Alex was seconds away from throwing himself into the lake.
She smiled again, her face stunningly beautiful in the moonlight as she gazed up at him. “If it’s so important that I forgive you for what happened that first night, then I forgive you, Alex. And I’ll stay here long enough for our marriage to appear real for Grady’s sake. But that’s as far as it goes between you and me. I don’t have the courage to have an affair, and I won’t stay in another loveless marriage.”

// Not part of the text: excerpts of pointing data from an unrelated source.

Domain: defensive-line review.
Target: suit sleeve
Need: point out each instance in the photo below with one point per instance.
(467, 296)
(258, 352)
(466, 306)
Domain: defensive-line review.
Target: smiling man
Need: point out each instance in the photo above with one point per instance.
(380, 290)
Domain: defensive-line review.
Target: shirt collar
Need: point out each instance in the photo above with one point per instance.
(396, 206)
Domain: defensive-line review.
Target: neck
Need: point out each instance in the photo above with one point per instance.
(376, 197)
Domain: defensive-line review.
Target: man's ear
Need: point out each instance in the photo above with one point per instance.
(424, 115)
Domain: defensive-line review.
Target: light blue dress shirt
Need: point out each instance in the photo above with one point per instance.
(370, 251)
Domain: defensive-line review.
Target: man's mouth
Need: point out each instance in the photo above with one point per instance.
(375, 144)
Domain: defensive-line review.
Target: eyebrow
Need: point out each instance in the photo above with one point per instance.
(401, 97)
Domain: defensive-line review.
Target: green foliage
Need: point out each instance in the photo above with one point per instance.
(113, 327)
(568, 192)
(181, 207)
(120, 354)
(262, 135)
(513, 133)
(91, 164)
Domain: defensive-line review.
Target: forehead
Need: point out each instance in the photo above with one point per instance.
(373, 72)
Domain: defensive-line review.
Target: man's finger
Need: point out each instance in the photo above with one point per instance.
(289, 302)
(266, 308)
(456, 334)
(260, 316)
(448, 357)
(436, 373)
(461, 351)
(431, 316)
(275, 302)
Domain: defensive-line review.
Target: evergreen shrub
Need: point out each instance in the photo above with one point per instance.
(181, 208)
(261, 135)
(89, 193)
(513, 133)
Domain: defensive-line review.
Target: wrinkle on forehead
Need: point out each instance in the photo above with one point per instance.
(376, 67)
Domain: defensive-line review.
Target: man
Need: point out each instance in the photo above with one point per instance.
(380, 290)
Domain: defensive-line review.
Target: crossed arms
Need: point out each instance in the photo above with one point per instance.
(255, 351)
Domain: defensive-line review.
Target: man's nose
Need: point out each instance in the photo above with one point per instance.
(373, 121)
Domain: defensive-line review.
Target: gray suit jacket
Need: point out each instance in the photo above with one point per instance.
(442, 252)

She looked at him expectantly, but dammit to hell, what could he say? That he was a bigger jackass than Roland?
Her chest rose and fell at his silence. She shrugged one delicate shoulder in resignation, then turned and silently walked down the dock. Alex could only watch as Sarah made her way up the lawn, her body washed in moonlight, until she disappeared into the shadows at the side of the house. They didn’t want more than just a romp in bed, either, she’d said so matter-of-factly. A body for fulfilling fantasies? Hell, he hadn’t stopped fantasizing about Sarah since he’d stepped into the kitchen that first day.
Alex turned to face the lake and let out a frustrated sigh. Talk about feeling like a jackass; she’d nailed his intentions exactly. But the woman didn’t have a clue about men if she dared to admit she didn’t have the courage for an affair.
She hadn’t said she didn’t want to, only that she was afraid to. Most men would consider that a direct challenge. And if that was how he took it, what did that make him?
Alex snorted. It made him no better than any one of those damn bastards who had propositioned Sarah over the years.